Is the US heading into recession?
I have heard and read so many analysts, advisors and stock brokers all say yes, no, and maybe. Some say they are already in a recession, some say they are heading into a deep recession. What do you all think? Bad Republican fiscal policy while they had their eye elsewhere, or just a natural cycle?
Originally posted by EsotericBallooning debt as a methodology behind the business of creating wealth has undermined the capacity of the system to rebound as spending and consumer confidence wanes. Private equity funds and the business models they have spawned which are heavily reliant on debt leveraging has seen an extraordinary amount of in house pruning of human resources by many companies as they have tried to minimize costs while their debt levels have soared. In order to satisfy market expectations of growth, these companies have borrowed even further amounts while the underlying strength of their respective companies has been whittled away to nothing as they have sold off all the profitable sections of their businesses to pay for their leveraging.
Is the US heading into recession?
I have heard and read so many analysts, advisors and stock brokers all say yes, no, and maybe. Some say they are already in a recession, some say they are heading into a deep recession. What do you all think? Bad Republican fiscal policy while they had their eye elsewhere, or just a natural cycle?
Where's the capacity within the economy? Where's the well trained efficient workforce eager to keep the wheels of industry turning? Whatever could be sold off has gone to China and if it were not for strong trade unions in the motor industry, America would not even still be doing that. With a Walmart on every corner and the economy turning from an industrial kingpin into a market dominated by primary commodities and bolstered by a steady growth in tourism and service industries what you will find is that instead of tackling the problem, which may already be impossible, they will simply redefine their terms such that successive quarters of negative growth will be spun into something else. Recession and depression will be something that occurred long ago in history.
UFM(utter fiscal meltdown) is what will soon be happening to an economy near you. Whether that will trigger the biggest re-think in the logic of allowing an un-governed engine rule the lives of billions of people remains to be seen, but my bet is that it will cause people to reconsider their naive view that something as vital and complex as the world's economic system is better left to run itself.
Its laughable that no-one in their right mind would suggest that something as complex as the underground rail systems of metropolis' like New York, London, Paris and Tokyo could run by themselves without the help of precision control. Yet we have all been deluded into accepting that something like the world's stock markets which are orders of magnitude more complex are best left to run themselves. When people start to realize that its not good for a society for people to be dumped randomly by businesses as they are taken over all because there are now debts to be paid. We have lived with this anomaly of people's labor being bought and sold like cattle, and being led to slaughter when that company mis-manages its wealth and blood-lets its human resources to create more wealth for those with capital. Its absolute insanity that societies the world over have thought that its okay to employ someone for their labor and unceremoniously dump them on the scrap heap by allowing companies not to practice due diligence and consider the social cost of some of its restructuring activities.

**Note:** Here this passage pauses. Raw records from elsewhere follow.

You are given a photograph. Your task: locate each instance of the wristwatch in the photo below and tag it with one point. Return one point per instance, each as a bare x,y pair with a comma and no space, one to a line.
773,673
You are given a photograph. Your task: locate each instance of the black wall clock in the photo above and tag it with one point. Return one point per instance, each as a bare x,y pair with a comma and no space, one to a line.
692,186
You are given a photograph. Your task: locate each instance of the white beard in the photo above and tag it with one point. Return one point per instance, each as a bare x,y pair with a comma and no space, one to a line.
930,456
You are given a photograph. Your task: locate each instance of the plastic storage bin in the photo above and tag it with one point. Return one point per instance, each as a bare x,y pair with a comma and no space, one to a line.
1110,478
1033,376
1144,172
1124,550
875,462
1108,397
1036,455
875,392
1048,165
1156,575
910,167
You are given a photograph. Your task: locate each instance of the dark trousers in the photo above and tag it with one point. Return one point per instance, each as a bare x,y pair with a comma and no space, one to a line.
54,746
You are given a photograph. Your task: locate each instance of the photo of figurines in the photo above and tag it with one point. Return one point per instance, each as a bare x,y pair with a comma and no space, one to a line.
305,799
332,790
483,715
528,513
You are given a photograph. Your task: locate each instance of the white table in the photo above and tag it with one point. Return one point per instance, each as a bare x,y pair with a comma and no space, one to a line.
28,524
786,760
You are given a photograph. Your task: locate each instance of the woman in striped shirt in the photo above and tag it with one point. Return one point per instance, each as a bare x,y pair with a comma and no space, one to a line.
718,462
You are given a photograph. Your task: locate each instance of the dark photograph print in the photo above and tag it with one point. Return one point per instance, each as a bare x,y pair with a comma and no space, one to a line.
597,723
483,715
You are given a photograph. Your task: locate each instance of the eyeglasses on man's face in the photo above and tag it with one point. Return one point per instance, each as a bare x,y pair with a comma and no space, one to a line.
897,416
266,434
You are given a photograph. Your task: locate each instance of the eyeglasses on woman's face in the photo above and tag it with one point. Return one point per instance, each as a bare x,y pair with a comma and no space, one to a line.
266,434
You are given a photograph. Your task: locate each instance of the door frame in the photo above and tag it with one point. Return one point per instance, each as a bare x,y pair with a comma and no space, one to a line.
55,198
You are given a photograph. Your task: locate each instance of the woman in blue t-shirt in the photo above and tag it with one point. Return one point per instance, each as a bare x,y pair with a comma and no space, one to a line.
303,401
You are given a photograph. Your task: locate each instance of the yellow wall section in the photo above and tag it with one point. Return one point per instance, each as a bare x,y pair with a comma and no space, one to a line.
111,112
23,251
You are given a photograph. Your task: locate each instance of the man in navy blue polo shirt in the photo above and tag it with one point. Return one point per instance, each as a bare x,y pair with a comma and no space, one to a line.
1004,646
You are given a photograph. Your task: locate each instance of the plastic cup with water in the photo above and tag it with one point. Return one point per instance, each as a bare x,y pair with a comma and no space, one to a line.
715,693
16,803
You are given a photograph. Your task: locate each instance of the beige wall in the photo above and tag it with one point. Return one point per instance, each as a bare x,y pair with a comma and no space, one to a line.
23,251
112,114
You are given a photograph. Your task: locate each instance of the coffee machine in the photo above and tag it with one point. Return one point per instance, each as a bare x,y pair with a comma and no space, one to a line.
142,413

We have to stop living in this fantasy that imagines that you can crap in your own nest and not live to smell the consequences.
The post that was quoted here has been removedShucks! I'll end up blushing. Let me do my best Elvis and say thangewverrymush..
The thing I worry about is that this recession may be one long drawn out affair that we will eventually learn to get used to by taking ATY's relative approach and rationalizing its effects and compared to the third world we will indeed still seem fortunate.
I hope I am proven wrong but I think that the credit blood letting will go on for a long time yet and much like a spring that has been stretched past its limit and lost its tension, the ability of the market to rebound depends in part in there being opportunities for growth the way it has been in the past. But what if the investment centre of the world rotates away from the first and onto the third world and investors start chasing double digit growth over there instead?
The opportunities to make money out of the bric (thats Brazil Russia India and China to everyone else) may convince many to disband their choice of preferred stock spread and think about other less obvious alternatives.
For the first time the strength of the Chinese economy has meant that the credit crunch of North America has not put the rest of the world into a tail spin the way an economic fall out of this magnitude would have 20 years ago.
Stock is only as valuable as the markets willingness to speculate in it and if a pessimistic mood among brokerege firms sets in that sees the future away from the first world, then the rot will set in so quickly that lack of demand for once pre-eminent blue chip stocks will see the bottom fall out of the market and be depressed indefinitely.
I hope all the libertarians will be happy as they see their once great capitalist system stumble and fall as the smart money evaporates out of their free uncontrolled market to follow the highest return and best opportunity elsewhere.